You have experience with dyneema mooring lines in nylon chafe sleeve? nylon will work on most mooring line but not good on dyneema. I have experience with dyneema life lines in nylon sleeve and it did not work, the nylon caused the dyneema to chafe badly and the problem was fixed by using dyneema chafe sleeve stitched and wiped to the life line. the stanchion is smooth on the inside and I think the line would have be better off with no sleeve. Here the sun ate up the nylon in less then 2 years, we do not get many clouds and it does not rain here very often.


----------



## pdqaltair (Nov 14, 2008)

overbored said:


> You have experience with dyneema mooring lines in nylon chafe sleeve? nylon will work on most mooring line but not good on dyneema. I have experience with dyneema life lines in nylon sleeve and it did not work, the nylon caused the dyneema to chafe badly and the problem was fixed by using dyneema chafe sleeve stitched and wiped to the life line. the stanchion is smooth on the inside and I think the line would have be better off with no sleeve. Here the sun ate up the nylon in less then 2 years, we do not get many clouds and it does not rain here very often.


Not as much, but yes. We use Dymeena to moor mixers in a waste water treatment system (the fact that it floats made it a great replacement for steel cable) with nylon chafe gear (cheap) where it passes over the banks. Not saltwater, but I certainly have not seen abrasion in the gear. Thanks for the heads-up. I'll watch.

What did you use for line and what for a nylon sleave? Perhaps one of these was different and was the challenge.


----------



## overbored (Oct 8, 2010)

I have been reading a bit on chafe gear and I think the problem is that the Dyneema did not like sliding in the nylon webbing after the sun got to the nylon and made it abrasive. chafe gear should be fastened to the line it is protecting. These life lines get used to support the weight of several people as they hang over the rail. ever since we attached the Dyneema sleeve to the line there is no chafing on the smooth stainless


----------



## Alex W (Nov 1, 2012)

I used vinyl tubing as the chafe guard in my stanchions. It is cheap, soft (so it can't cut the dyneema), and easy to replace should it chafe on it's own.

I got the suggestion from one of the "how to" articles on making dyneema lifelines.


----------



## Stumble (Feb 2, 2012)

Alex,

The problem with tubing is that as the line stretches inside it there is a tremendous amount of friction between the line and the tubing, and since the tube does a great job of keeping wind and water away from the line there is no good way to cool it off. This is more a problem with nylon lines, but not unheard of for dyneema too. 

Frankly I just use more dyneema as chaff guards when I need to. Just cut some extra from the same line you are protecting and pull the lifeline thru it. A quick whip on either side (or a taper if you like), and you have an integral chaff cover in seconds. And since dyneema is the most chaff resistant and UV stable line on the market, why would you use anything else?
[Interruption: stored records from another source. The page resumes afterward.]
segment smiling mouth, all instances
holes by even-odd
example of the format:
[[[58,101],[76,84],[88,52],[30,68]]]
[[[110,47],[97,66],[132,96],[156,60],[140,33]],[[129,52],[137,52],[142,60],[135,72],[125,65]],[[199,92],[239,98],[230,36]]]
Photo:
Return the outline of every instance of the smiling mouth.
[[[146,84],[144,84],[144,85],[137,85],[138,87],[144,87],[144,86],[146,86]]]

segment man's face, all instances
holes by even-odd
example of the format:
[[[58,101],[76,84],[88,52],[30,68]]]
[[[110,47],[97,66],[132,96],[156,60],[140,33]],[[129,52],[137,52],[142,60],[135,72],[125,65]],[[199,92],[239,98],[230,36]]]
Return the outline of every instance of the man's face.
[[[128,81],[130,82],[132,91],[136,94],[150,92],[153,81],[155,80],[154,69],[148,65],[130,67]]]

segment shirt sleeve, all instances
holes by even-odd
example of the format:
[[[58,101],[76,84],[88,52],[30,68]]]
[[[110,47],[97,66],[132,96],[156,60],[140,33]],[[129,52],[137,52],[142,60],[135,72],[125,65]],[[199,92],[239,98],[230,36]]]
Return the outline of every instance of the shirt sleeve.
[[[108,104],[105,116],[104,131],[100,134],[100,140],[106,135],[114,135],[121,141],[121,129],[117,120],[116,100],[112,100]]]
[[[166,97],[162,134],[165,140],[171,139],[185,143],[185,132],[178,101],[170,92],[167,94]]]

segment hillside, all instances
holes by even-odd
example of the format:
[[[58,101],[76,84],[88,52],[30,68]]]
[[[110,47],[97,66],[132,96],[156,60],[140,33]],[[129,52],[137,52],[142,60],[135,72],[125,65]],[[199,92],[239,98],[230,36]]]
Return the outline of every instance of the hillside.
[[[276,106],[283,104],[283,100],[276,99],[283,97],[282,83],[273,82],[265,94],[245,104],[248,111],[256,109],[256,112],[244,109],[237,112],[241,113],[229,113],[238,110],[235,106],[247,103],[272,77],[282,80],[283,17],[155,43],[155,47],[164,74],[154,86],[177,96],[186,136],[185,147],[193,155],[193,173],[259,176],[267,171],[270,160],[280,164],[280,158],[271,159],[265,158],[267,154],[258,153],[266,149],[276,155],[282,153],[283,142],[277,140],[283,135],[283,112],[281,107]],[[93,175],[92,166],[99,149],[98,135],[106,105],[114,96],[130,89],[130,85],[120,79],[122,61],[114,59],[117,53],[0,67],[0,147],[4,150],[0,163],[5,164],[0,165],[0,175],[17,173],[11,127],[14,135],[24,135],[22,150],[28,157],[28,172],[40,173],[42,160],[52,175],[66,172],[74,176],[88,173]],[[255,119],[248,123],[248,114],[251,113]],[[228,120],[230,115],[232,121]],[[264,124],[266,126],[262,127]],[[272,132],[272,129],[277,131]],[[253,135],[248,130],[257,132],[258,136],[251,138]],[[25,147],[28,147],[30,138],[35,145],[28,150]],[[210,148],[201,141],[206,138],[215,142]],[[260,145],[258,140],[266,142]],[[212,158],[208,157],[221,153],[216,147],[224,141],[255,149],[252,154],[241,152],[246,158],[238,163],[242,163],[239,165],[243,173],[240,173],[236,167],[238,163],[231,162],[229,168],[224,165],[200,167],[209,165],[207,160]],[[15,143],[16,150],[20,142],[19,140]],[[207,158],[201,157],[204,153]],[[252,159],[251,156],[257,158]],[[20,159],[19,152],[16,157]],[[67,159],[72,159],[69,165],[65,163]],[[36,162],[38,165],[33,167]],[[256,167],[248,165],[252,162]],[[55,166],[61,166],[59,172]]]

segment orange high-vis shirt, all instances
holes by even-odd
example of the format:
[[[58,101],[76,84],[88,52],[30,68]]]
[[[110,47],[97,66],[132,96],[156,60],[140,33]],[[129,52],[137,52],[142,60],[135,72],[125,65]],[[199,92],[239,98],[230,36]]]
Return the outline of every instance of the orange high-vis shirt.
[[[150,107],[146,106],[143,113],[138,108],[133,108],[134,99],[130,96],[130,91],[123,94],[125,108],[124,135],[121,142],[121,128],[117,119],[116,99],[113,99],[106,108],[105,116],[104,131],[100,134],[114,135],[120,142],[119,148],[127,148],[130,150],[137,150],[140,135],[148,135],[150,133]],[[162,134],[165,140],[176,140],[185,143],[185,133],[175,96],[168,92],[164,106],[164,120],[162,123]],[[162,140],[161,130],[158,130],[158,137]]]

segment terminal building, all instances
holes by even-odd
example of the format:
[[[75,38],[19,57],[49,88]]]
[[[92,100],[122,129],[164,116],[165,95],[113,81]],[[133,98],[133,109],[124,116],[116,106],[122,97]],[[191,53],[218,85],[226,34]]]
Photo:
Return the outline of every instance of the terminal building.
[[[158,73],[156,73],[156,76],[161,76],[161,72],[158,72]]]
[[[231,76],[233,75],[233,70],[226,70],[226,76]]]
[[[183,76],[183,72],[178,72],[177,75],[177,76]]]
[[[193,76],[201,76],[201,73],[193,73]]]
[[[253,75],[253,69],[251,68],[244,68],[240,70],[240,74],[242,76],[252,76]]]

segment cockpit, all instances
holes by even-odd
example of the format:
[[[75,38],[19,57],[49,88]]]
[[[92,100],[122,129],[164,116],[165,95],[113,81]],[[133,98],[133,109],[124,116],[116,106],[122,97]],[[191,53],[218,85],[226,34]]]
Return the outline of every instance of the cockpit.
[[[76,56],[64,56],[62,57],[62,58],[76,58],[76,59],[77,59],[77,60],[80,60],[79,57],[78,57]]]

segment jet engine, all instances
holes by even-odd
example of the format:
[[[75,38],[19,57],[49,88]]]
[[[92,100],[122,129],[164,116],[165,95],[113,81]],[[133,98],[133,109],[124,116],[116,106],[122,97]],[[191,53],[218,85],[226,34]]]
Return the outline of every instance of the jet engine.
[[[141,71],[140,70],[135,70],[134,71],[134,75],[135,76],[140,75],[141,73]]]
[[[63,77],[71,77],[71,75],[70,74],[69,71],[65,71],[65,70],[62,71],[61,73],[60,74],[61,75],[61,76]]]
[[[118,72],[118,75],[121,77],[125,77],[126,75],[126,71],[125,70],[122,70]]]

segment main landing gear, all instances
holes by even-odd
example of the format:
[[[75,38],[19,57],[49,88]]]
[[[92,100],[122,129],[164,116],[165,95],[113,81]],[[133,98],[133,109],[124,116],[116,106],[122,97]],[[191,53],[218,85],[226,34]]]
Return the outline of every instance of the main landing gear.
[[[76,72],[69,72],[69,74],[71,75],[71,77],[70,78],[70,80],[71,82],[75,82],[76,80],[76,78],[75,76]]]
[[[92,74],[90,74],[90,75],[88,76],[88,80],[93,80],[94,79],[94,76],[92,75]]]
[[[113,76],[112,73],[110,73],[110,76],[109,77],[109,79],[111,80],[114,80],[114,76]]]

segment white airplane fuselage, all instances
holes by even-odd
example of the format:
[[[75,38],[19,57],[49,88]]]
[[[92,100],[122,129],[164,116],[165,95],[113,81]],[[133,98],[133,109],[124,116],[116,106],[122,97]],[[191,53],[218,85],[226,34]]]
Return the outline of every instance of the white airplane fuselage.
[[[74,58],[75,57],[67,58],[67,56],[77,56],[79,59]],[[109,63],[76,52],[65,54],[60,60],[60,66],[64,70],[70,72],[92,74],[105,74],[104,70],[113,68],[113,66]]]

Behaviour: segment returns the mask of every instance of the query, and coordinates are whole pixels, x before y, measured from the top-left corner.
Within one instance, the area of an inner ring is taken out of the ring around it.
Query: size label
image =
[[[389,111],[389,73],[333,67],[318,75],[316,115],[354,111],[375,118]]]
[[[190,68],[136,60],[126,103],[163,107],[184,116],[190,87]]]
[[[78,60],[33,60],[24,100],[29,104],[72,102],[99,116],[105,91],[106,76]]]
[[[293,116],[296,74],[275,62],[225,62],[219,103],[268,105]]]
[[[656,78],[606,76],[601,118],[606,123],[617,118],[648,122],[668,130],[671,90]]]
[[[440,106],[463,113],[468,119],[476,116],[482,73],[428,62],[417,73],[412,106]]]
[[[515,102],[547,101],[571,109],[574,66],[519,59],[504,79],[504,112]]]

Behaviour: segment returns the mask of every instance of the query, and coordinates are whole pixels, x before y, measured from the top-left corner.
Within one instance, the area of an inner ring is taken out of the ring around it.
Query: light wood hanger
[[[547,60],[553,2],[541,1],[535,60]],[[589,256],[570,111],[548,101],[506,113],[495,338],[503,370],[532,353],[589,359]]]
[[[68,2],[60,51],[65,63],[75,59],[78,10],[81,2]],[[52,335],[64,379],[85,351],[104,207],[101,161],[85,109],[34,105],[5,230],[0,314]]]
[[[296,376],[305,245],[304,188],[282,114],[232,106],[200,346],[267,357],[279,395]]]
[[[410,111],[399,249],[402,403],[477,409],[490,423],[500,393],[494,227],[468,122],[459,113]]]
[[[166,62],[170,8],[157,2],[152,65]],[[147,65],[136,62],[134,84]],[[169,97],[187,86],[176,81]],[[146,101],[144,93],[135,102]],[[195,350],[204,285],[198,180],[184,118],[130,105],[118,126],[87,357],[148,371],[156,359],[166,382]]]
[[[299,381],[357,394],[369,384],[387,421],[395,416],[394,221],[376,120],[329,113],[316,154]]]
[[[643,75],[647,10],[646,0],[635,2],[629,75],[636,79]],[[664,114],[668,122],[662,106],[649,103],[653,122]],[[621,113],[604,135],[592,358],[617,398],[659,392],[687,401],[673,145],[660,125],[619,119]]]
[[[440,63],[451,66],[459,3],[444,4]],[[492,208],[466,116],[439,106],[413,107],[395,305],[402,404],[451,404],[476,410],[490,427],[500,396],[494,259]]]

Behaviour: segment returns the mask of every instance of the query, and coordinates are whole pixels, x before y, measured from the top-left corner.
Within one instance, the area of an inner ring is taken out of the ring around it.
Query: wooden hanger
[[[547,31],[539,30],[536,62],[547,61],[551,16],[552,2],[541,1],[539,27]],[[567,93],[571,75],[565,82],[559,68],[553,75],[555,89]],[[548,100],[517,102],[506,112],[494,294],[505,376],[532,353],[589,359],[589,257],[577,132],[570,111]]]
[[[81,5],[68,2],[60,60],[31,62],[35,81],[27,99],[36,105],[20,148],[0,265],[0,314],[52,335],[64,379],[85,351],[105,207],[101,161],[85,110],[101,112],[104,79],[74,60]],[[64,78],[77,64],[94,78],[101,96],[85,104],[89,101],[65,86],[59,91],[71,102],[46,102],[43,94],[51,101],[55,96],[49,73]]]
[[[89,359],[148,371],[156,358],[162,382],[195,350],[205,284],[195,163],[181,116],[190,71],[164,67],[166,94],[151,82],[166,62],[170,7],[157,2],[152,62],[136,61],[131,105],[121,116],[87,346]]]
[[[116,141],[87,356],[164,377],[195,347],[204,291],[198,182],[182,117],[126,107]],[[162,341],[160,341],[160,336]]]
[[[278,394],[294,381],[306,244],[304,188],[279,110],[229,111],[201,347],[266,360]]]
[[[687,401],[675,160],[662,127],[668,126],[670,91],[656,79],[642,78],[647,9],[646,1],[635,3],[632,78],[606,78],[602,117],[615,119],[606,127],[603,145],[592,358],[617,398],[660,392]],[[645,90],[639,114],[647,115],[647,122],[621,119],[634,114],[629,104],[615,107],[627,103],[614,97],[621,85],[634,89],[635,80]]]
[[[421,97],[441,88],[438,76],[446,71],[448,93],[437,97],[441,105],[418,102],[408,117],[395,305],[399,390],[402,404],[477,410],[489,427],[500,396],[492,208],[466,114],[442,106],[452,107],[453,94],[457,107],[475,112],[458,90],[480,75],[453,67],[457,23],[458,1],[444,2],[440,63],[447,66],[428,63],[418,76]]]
It is also a slippery as Teflon so where other lines might have friction issues it is rarely a problem with dyneema. 


Btw the only time I have seen significant abrasion issues with dyneema was on a big boat cruising spinnaker on a long offshore passage. We couldn't keep the tack line from rubbing on the anchor roller, and every few hours it would pop. So I made a tripple abrasion guard, first was some 3/8 load bearing line, then a 3/8 spliced cover, then a 1/2" spliced cover. It was fat and ugly looking but it worked. We finished with 36 hours on the line with no more breaking.... But it did polish up the bow roller.


----------



## zz4gta (Aug 15, 2007)

Stumble, if you ever see that issue happening again, just use DCS from NER. I have 300' of it if you need some in there 'medium' size.


----------



## Alex W (Nov 1, 2012)

Stumble said:


> The problem with tubing is that as the line stretches inside it there is a tremendous amount of friction between the line and the tubing, and since the tube does a great job of keeping wind and water away from the line there is no good way to cool it off.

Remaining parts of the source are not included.